Inovio Pharmaceuticals, Inc. (NASDAQ:INO) today reported financial
results for the quarter ended September 30, 2017.
Total revenue was $2.6 million for the three
months ended September 30, 2017, compared to $12.5 million for the
same period in 2016. Total operating expenses were $31.8 million
for the current year quarter compared to $32.7 million for the
prior year quarter.
The net loss attributable to common stockholders
for the quarter ended September 30, 2017 was $34.1 million, or
$0.39 per basic share, compared to $20.8 million, or $0.28 per
share, for the quarter ended September 30, 2016. The increase in
net loss for the quarter resulted primarily from lower revenue
recognized from our DARPA Ebola grant and a higher non-cash
accounting expense related to the change in fair value of our
investment in an affiliated entity.
Revenue
The decrease in revenue was primarily due to
lower revenues recognized due to the nearing of successful
completion of our DARPA Ebola grant.
Operating Expenses
Research and development expenses for the third
quarter of 2017 were $25.5 million compared to $27.0 million for
the third quarter of 2016. The decrease in R&D expenses was
primarily the result of lower expenses incurred related to our
DARPA Ebola grant. General and administrative expenses were $6.3
million for the third quarter of 2017 versus $5.8 million for the
third quarter of 2016. The increase in G&A expenses was
primarily related to an increase in employee headcount.
Capital Resources
As of September 30, 2017, cash and cash
equivalents and short-term investments were $141.9 million compared
with $104.8 million as of December 31, 2016. At quarter end
the company had 90.3 million shares of common stock outstanding and
99.7 million shares of common stock outstanding on a fully diluted
basis.
Inovio’s balance sheet and statement of
operations are provided below. The Form 10-Q providing the complete
2017 third quarter financial report can be found at:
http://ir.inovio.com/investors/financial-reports/default.aspx.
Corporate Update
Cancer Immunotherapies
VGX-3100: Cervical Pre-Cancer (Phase 3)
In June, Inovio commenced its phase 3 clinical
program to evaluate the efficacy of Inovio’s DNA-based
immunotherapy, VGX-3100, to treat cervical dysplasia caused by
human papillomavirus (HPV). In a little over three months since
trial initiation, Inovio has opened nearly 35 sites, recruiting and
dosing patients.

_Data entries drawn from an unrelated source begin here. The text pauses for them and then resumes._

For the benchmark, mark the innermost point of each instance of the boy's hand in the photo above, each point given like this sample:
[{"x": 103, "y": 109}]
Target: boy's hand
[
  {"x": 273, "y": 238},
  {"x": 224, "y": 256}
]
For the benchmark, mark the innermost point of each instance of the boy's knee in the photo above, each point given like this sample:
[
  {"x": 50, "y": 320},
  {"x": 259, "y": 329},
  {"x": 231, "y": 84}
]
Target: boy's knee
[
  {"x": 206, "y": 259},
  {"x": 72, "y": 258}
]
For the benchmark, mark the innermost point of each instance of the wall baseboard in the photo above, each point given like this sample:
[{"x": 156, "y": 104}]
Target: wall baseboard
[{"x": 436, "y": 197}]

The company is on track to open at least 50 sites
by the end of the year.
VGX-3100: Vulvar Pre-Cancer (Phase 2)
In April, Inovio commenced a randomized,
open-label phase 2 trial to evaluate the efficacy of VGX-3100 in
women with high-grade HPV-related vulvar high-grade intraepithelial
lesions (HSIL), a disease with a high unmet medical need. The
primary endpoint of the study is histologic clearance of high-grade
lesions and virologic clearance of the HPV virus in vulvar tissue
samples. The study will also evaluate safety and tolerability.
There are 10 sites in the U.S. open and recruiting patients.
MEDI0457: HPV-Related Head & Neck Cancer
(Phase 1/2)
In May, Inovio announced that MedImmune,
AstraZeneca’s global biologics research and development arm,
commenced a new clinical trial investigating the combination of
MEDI0457 (formerly INO-3112, in-licensed from Inovio), an
immunotherapy designed to generate antigen-specific killer T cell
responses targeting HPV-associated tumors, and durvalumab
(IMFINZI™), MedImmune’s PD-L1 checkpoint inhibitor. The combination
trial will enroll patients with metastatic HPV-associated squamous
cell carcinoma of the head and neck (SCCHN) with persistent or
recurrent disease after chemotherapy treatment. This study marks a
significant moment for Inovio as it transitions into a late-stage
biotechnology company. MedImmune is investigating elevating the
response rate of checkpoint inhibitors by using durvalumab in
combination with a DNA plasmid vaccine originally licensed from
Inovio, which has shown the ability to generate killer T cells.
INO-5401: Metastatic bladder cancer phase 1/2
trial initiated in combination with Genentech’s TECENTRIQ®
In October, Inovio initiated a phase 1b/2
immuno-oncology trial to evaluate Genentech/Roche’s atezolizumab
(TECENTRIQ®) in combination with Inovio’s INO-5401, a T cell
activating immunotherapy encoding multiple antigens, and INO-9012,
an immune activator encoding IL-12. The multi-center, open-label
efficacy trial will be managed by Inovio, and Genentech will supply
atezolizumab. The trial is evaluating the safety, immune response
and clinical efficacy of the combination therapy in approximately
80 patients with advanced bladder cancer, specifically advanced
unresectable or metastatic urothelial carcinoma (UC), the most
common type of bladder cancer. The majority of the patients to be
enrolled in the trial will have previously received and failed to
demonstrate meaningful response to an anti-PD-1 or PD-L1 checkpoint
inhibitor alone. Thus, the study will evaluate the potential
benefit of a checkpoint inhibitor combined with a DNA-based
immunotherapeutic and T cell activator within a bladder cancer
patient population with very limited treatment options and poor
outcomes.
INO-5401: Glioblastoma phase 1/2 trial initiated
in combination with Regeneron’s PD-1 inhibitor
In November, Inovio initiated a phase 1b/2a
immuno-oncology trial in patients with newly diagnosed glioblastoma
(GBM) designed to evaluate Regeneron’s PD-1 inhibitor, REGN2810, in
combination with Inovio’s INO-5401 and INO-9012. The open-label
trial of 50 patients will be conducted at approximately 30 U.S.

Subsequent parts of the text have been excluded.